Another thing too that'd help is maybe where your at (as in region... ain't meanin street name ... tho I've been told I leave the windows mighty clean....)

And if you ever tested it what kind of download speed you get on just your network, not wifi, when you were at whatever signal strength you said.

Tho the last two requests I completely understand if folks don't wanna give out or do, respectively. But they would help out alot as well towards trying to map out some more data tweaks and make em more automatic and to a better degree too, maybe.

Sent from my DROIDX


----------



## blackadept (Jun 13, 2011)

Up in hopes I can get some more.

Sent from my DROIDX


----------



## Sonicmax2k2 (Jun 19, 2011)

I've been getting an average of -75, I've seen as low as -65 and as high as -85.


----------



## blackadept (Jun 13, 2011)

Ok well lots o numbers weren't in the cards. Prolly fine tho seeing as the difference from you 3 ain't to large.
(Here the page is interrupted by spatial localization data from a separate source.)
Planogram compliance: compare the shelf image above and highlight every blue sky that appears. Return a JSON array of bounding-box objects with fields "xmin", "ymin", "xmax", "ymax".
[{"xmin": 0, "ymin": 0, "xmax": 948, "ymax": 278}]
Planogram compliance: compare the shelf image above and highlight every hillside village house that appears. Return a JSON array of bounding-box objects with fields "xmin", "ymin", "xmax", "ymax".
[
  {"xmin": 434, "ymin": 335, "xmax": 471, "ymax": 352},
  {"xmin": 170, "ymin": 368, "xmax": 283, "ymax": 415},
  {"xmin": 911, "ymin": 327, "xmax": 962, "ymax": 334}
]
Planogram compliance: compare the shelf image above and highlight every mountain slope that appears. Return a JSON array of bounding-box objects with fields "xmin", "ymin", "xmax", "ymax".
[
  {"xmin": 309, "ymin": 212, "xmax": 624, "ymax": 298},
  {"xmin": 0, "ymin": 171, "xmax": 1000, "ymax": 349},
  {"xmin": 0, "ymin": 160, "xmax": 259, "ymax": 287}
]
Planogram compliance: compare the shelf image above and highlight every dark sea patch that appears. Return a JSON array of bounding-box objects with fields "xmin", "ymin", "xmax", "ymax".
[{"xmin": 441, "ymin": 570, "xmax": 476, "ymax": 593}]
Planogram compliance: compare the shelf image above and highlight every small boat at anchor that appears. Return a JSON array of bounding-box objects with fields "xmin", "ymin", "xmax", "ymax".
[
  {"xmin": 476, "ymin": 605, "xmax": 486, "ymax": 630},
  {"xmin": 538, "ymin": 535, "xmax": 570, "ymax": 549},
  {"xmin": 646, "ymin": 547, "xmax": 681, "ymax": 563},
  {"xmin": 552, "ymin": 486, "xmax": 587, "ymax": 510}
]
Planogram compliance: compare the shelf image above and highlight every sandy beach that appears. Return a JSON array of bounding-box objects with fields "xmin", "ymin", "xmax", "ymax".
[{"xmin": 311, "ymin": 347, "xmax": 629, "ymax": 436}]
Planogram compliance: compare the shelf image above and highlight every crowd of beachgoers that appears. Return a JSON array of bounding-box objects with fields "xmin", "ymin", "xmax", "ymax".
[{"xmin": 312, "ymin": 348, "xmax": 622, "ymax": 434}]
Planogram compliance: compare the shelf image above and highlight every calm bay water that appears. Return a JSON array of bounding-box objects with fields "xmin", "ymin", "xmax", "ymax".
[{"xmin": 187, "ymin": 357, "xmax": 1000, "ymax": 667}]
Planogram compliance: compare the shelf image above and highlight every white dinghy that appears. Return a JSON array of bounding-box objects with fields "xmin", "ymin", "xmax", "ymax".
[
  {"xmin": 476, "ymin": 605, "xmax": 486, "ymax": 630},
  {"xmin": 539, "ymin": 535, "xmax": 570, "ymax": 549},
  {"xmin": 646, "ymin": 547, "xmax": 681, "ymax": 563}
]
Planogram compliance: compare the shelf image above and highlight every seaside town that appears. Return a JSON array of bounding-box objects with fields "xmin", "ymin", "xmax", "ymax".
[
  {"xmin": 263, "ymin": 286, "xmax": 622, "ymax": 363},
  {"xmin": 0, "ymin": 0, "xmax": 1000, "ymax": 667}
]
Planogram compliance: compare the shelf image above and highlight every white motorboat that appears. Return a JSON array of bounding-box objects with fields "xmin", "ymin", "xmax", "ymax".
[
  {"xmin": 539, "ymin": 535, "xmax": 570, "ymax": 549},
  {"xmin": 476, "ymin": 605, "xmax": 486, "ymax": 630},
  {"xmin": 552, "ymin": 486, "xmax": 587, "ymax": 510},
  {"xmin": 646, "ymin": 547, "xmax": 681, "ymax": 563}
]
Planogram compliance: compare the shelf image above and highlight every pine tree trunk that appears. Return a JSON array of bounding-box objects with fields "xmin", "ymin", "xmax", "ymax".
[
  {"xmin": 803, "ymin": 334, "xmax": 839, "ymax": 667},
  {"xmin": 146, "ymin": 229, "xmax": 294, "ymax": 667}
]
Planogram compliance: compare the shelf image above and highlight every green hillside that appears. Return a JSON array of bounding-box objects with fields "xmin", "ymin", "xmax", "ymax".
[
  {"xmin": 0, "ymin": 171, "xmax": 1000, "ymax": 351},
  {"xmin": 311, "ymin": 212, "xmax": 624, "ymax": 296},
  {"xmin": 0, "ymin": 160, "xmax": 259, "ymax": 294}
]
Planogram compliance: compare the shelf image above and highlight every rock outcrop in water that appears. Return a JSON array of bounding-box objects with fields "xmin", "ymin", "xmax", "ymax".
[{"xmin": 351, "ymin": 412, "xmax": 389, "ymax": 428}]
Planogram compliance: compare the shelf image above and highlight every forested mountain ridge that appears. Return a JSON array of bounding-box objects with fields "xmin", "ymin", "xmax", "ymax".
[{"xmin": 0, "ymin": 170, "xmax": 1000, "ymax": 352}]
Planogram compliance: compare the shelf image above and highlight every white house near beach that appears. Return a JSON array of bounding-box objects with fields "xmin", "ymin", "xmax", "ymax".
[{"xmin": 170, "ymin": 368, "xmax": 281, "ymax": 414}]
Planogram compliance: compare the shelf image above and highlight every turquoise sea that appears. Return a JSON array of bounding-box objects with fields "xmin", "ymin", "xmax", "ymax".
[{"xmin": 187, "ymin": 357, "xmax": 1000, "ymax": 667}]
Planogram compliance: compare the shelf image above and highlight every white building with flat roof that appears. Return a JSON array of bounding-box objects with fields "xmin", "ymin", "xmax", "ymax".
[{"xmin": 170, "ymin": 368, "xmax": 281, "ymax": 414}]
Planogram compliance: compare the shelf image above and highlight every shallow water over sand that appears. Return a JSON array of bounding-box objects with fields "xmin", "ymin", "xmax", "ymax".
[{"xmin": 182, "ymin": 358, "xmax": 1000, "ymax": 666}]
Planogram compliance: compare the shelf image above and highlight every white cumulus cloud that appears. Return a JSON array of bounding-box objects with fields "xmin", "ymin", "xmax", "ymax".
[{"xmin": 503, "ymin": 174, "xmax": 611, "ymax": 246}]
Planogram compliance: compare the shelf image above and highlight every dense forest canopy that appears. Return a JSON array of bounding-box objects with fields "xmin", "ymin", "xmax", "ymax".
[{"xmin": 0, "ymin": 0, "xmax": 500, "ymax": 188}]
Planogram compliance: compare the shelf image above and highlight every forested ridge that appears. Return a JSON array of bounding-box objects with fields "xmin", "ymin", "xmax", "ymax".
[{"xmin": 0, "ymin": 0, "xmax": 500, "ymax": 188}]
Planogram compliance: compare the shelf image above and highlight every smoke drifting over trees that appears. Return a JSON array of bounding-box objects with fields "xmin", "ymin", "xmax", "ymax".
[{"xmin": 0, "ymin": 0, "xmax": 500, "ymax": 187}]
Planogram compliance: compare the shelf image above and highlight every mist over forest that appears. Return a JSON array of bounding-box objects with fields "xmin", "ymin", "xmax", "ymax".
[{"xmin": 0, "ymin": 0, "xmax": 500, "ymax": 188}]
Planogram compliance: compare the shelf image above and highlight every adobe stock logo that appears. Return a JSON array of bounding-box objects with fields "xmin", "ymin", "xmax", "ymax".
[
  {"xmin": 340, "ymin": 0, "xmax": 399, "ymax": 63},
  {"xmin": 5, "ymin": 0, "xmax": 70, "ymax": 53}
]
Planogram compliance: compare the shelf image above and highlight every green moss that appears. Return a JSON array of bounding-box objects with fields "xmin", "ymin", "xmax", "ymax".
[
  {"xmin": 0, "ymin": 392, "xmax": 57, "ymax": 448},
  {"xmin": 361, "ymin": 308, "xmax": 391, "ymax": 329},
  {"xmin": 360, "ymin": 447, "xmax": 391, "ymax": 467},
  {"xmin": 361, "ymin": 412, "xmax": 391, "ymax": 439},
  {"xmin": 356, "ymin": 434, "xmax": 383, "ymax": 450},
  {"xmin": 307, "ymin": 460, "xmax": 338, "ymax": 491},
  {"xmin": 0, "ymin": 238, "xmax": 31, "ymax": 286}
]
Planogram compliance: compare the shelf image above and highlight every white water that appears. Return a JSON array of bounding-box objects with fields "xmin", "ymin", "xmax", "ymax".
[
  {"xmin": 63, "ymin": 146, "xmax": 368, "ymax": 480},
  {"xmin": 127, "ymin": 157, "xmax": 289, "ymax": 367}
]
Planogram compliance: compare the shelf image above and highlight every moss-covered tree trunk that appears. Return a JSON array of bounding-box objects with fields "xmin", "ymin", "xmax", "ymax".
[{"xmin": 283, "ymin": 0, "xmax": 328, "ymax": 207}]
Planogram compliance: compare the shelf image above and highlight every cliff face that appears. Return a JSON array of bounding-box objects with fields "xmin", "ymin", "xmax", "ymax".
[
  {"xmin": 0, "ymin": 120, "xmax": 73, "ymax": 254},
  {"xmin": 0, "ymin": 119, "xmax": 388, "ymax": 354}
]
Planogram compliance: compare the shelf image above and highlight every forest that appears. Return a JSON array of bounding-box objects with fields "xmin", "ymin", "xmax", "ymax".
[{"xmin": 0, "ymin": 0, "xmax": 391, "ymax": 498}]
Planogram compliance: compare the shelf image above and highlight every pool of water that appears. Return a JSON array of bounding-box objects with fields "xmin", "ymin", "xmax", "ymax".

So assuming y'all don't live next to each other gives me a place to start.

Thanks guys, preciate it!

Sent from my DROIDX


----------



## Nemo aeternamn (Aug 23, 2011)

right now... -89... but through out the day... i usually see it around -74
and as far as the region... how's a zip code? 84532
and max speed is 1007.1 kbs download and upload is 1340.7 kbs....
and i should note... this was while streaming pandora... although the song was almost over... so it was probably done.. and i ran it after i stoped pandora...
speeds were 1004 download and upload was 1435...


----------



## sparks639 (Jul 30, 2011)

Where/ how do I find this info on my phone?


----------



## Tumbleweed65 (Aug 13, 2011)

Menu/settings/about phone/status/signal strength 
Don't if mine will be what your looking for I don't stay in same place.... Lol but currently in hurricane, wv I'm -75 
Sent from my SHIFTAO5P using Tapatalk


----------